Al repetir tal necedad se está siendo cómplice de todo lo anterior expuesto. Por la antipatía y poca disposición de formarse en lo que supuestamente se argumenta con seguridad, no se está más que dando un ejemplo a nuestra empobrecida sociedad –y sus actuales generaciones en representación– de que nada estamos aprendiendo de nuestra historia en los recientes 60 años. Partidos políticos populistas y estatistas que exigen un regreso a la forma de hacer política –esa, la de AD y Copei– que labró la forma y fondo para que se manifestara la tragedia que padece hoy el país. Intelectuales colaboradores silenciosos de la decadencia que en lugar de llamar al régimen como lo que es, ¡una dictadura socialista totalitaria! los vemos buscando argucias y desvíos argumentales –comprometiendo la honestidad intelectual– denominándolo un simple «autoritarismo» o «déficit de democracia», dejando en evidencia que por el caño botaron sus títulos y estudios por tanta mediocridad.

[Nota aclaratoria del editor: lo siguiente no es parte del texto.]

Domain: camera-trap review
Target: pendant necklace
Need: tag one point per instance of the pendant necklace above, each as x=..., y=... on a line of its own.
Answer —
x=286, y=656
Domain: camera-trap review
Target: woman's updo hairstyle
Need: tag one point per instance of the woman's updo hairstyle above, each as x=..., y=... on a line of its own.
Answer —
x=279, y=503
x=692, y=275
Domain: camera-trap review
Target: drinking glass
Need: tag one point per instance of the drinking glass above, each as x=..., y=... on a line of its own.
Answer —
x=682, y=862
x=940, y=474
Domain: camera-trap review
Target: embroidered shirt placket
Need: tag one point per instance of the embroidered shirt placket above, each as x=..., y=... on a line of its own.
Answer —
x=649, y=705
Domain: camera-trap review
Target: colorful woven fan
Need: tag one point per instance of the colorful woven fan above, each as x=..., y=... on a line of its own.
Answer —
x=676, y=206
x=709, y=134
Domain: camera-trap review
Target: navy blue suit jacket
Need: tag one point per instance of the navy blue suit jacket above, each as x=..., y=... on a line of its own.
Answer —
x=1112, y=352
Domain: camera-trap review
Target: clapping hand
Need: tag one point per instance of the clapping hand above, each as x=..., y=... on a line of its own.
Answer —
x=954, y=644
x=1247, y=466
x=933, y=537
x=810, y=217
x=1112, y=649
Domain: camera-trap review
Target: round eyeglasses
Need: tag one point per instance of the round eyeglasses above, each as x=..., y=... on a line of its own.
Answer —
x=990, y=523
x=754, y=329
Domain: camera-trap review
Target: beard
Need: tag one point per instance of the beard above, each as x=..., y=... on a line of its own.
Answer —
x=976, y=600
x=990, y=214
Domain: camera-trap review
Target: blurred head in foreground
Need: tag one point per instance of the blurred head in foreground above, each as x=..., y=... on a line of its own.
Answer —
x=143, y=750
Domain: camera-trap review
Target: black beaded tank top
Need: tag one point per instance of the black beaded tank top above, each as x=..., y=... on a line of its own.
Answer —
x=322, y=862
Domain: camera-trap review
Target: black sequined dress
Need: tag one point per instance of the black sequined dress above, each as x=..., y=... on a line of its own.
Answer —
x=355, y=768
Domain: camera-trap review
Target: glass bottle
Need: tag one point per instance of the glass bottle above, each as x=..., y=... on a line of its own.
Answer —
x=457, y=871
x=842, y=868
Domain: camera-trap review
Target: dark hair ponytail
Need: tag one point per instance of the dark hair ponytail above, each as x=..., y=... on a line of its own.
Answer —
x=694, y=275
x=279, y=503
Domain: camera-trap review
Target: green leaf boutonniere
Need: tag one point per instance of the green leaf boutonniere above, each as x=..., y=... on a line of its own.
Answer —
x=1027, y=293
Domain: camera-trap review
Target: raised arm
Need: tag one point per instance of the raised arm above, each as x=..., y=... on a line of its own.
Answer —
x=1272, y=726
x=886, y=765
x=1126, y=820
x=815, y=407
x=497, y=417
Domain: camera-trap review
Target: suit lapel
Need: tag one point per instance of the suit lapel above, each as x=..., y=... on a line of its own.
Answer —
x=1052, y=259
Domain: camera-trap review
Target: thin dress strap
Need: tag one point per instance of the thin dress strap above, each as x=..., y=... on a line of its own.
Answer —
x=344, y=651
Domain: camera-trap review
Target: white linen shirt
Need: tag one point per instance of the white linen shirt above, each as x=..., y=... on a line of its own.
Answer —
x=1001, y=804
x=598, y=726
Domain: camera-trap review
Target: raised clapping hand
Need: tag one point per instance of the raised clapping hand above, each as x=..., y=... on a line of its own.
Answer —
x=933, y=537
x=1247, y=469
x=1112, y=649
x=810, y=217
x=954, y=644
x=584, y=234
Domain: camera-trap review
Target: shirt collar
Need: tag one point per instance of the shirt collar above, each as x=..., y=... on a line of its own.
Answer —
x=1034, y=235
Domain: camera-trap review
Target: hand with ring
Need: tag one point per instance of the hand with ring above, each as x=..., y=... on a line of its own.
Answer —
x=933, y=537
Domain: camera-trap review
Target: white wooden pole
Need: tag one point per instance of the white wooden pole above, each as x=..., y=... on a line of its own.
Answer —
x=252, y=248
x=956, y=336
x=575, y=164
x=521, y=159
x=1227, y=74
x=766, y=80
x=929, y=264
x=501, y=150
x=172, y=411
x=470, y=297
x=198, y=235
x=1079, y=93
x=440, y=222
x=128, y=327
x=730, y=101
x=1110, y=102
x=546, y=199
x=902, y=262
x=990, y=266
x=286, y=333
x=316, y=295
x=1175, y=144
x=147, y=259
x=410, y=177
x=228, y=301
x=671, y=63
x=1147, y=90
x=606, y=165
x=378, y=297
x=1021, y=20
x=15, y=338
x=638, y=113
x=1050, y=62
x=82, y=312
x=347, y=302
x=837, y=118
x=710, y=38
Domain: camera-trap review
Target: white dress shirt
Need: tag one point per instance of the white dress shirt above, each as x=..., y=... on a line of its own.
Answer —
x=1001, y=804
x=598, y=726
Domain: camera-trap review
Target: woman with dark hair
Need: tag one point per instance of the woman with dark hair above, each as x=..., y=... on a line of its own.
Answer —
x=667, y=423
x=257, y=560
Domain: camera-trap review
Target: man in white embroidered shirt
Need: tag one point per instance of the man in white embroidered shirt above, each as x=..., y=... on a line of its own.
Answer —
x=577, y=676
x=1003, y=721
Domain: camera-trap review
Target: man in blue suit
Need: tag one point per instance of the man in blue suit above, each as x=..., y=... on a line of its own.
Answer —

Alimentan diariamente la irresponsable idea que no es el modelo sino quien gobierna, mostrando aún, en pleno siglo XXI, que tenemos que depender de los caprichos y seriedad del gobernante y no de nuestro control ciudadano en libertad de quienes intervienen en nuestras instituciones con cataduras de sapiencia. En lugar de enseñar que del poder hay que desconfiar y limitarlo lo máximo posible porque degenera en tiranía, se les enseña en la aulas que el gobierno tiene la función de controlar y no ser controlado, que tiene la autoridad para interferir y moldear la sociedad civil, en lugar de afirmar que hay que alejarlo de los espacios públicos y privados; se les enseña que es el Estado es el que puede sacar a los pobres de su situación, pero no que esa es la forma en que los gobiernos de turno manipulan la pobreza perpetuándola, porque la miseria les parece un buen capital político para mantenerse en el poder o que es la interferencia gubernamental la que no permite que se supere la pobreza.
Ya la historia mostró y nos recuerda diariamente que la experiencia socialdemócrata no sirvió –solo temporalmente– (al contrario, pavimentó el camino para el desastre de hoy en día); el socialismo marxista del siglo XXI, menos aún (ha sumergido a nuestra nación en la peor crisis humanitaria existente en nuestra historia republicana).
Es hora de darle paso a la libertad individual, al respeto de los derechos de propiedad y al libre mercado, al modelo de sociedad que ha mostrado ser el más exitoso, campeón de la superación de la pobreza con los mejores estándares de vida en seguridad, paz y libre asociación; con un gobierno limitado y una sociedad civil fuerte, que cuente con un Estado que sancione el fraude, castigue radicalmente la delincuencia y, de manera selectiva, asegure rentas mínimas de inserción a quienes por una mala situación temporal de la vida o incapacidad no pueden satisfacer sus necesidades dentro del mercado. Darle paso a la promoción de la capitalización, el ahorro, la mentalidad de propietarios dando el salto al desarrollo desprendiéndonos de las regulaciones estatales que estancan la nación.
Cuando le digan, querido lector, «¡esto no es socialismo!» ya tendrá las herramientas para responder que, al contrario, sí lo es, ¡y del genuino! Que la próxima exclamación sea: «¡Esto sí es socialismo y lo que necesitamos es libertad!».